Enable parallel processing for faster analysis:
- Set `parallel_processing: true` in config
- Set `num_workers` to 2-4 (more workers = more memory usage)
- Monitor RAM/VRAM to avoid out-of-memory errors

### Resource Usage Tips

- **Local workstation**: Start with `num_workers: 2`
- **GPU node**: Can use 3-4 workers if VRAM > 16GB
- **Large images**: Reduce workers to avoid memory exhaustion
- Set `export_labelled_masks: false` and `export_aligned_image: false` for production runs

### Progress Monitoring

The CLI outputs progress information:
```
Processing file 1/10: image001.nd2
  - Focus restoration: complete
  - Segmentation: complete
  - Classification: complete
  - Results saved
```

## 7. Troubleshooting

### Common Issues

**"Model file not found"**
- Check that `model_collection` path is correct
- Ensure the ZIP file exists and is not corrupted
- Use absolute paths if relative paths fail

**"Out of memory" errors**
- Reduce `num_workers` in config
- Close other applications using GPU/RAM
- Process files in smaller batches

**"btrack not installed" (when tracking: true)**
- Either disable tracking (`tracking: false`) or install btrack
- See the [tracking guide](launch_analysis_with_tracking.md) for btrack installation

**Wrong file type detected**
- Verify `file_type` matches your files exactly
- Check `file_pattern` isn't filtering out files unintentionally

**Background correction fails**
- Try different `method` values
- For very noisy images, use `"standard"` instead of `"basicpy_fl"`

### Getting Help

- Check log files in `output_folder/analysis_logs/`
- Verify configuration with a single test image first
- Review sample configs in the `config/` directory of the repository

## 8. Advanced Configuration

### Using Individual Models (Alternative to Model Collections)

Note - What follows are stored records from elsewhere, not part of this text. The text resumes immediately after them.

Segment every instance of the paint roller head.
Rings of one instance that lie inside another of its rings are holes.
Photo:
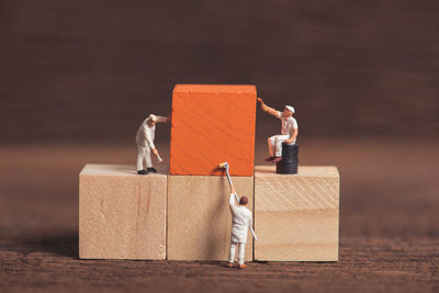
[[[218,168],[227,168],[228,167],[228,164],[225,161],[225,162],[219,162],[219,165],[218,165]]]

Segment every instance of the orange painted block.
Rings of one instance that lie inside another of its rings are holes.
[[[169,173],[254,176],[255,122],[255,86],[177,84]]]

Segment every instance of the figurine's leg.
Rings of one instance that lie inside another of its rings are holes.
[[[230,243],[230,251],[228,251],[228,263],[234,263],[235,261],[236,244]]]
[[[238,248],[238,264],[241,268],[244,266],[244,253],[246,252],[246,244],[239,244]]]

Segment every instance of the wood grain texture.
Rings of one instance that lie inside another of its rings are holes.
[[[87,165],[79,177],[80,258],[166,258],[166,173]]]
[[[300,166],[297,174],[255,167],[255,260],[338,260],[339,174]]]
[[[172,94],[170,174],[254,176],[255,86],[177,84]]]
[[[252,213],[254,177],[232,178],[239,196],[248,198]],[[169,176],[168,259],[227,260],[232,215],[225,177]],[[252,260],[249,232],[245,260]]]

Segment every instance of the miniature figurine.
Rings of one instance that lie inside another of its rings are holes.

If you need fine-grained control, specify models individually:

```yaml
# Instead of model_collection, specify each component:
bf_focus:
  model_path: "/path/to/models/bf_focus/model.pth"
  model_metadata: "/path/to/models/bf_focus/model_metadata.json"
  inferer_args:
    scale_method: "range01"
    patch_size: 256
    overlap_ratio: 0.25
    half_precision: true

fl_focus:
  model_path: "/path/to/models/fl_focus/model.pth"
  model_metadata: "/path/to/models/fl_focus/model_metadata.json"
  inferer_args:
    scale_method: "fixed_range"
    patch_size: 256

segmentation:
  model_path: "/path/to/models/segmentation/model.pth"
  model_metadata: "/path/to/models/segmentation/model_metadata.json"

cell_classifier:
  model_path: "/path/to/models/cell_classifier/model.pth"
  model_metadata: "/path/to/models/cell_classifier/model_metadata.json"
  classes:
    0: "single-cell"
    1: "clump"
    2: "noise"
    3: "off-focus"
    4: "joint-cell"
```

This approach is useful for:
- Development and testing of new models
- Benchmarking different model versions
- Custom pipeline modifications

See [models.md](models.md) for more details on model management.